The retrospective study analyzed data from the National Registry of Childhood Cancers Database, encompassing 1637 patients aged 0 to 17 years with a diagnosis of bone or soft-tissue sarcoma. The cohort consisted of children (0-9 years) comprising 40% of the sample, preadolescents (10-14 years) representing 35%, and adolescents (15-17 years) accounting for 25%.
An analysis of the genetic characteristics of the tumors revealed significant differences in survival rates within specific sarcoma subtypes. Adolescents with CIC-rearranged USRCS had a five-year overall survival rate of 47% (95%CI: 21-69), significantly lower than other USRCS cases. Similarly, PAX3::FOXO1-positive ARMS patients experienced a 5-year overall survival rate of 44% (95%CI: 32-55), also lower than other ARMS cases.

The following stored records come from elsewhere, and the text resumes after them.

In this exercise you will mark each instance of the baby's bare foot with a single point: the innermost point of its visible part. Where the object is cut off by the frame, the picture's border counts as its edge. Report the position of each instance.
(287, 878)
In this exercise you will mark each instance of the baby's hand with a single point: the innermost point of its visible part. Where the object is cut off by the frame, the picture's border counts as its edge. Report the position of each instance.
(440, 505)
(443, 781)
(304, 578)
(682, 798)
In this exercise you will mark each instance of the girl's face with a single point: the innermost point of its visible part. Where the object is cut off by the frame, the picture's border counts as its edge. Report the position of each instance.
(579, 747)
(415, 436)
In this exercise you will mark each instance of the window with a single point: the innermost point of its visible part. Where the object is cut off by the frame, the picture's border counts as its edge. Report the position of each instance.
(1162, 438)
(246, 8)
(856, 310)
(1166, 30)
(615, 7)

The prevalence of PAX3::FOXO1 increased significantly with age among patients with ARMS.
After adjusting for stage and genomic-profiling status, it was determined that age was an independent prognostic factor of outcome only in patients with USRCS. Adolescents diagnosed with USRCS were 1.6 times more likely to die compared to children with the same condition. The association between age and survival of patients with ARMS, however, could be partly attributed to the differences in the prevalence of PAX3::FOXO1.
Desandes E, Lapouble E, Lacour B, et al. Impact of age on survival according to molecular tumor findings in children and adolescents with soft-tissue and bone sarcoma: The BIOSCA project. Cancer Epidemiol. 2023;102398. doi: 10.1016/j.canep.2023.102398. Epub ahead of print. PMID: 37357067.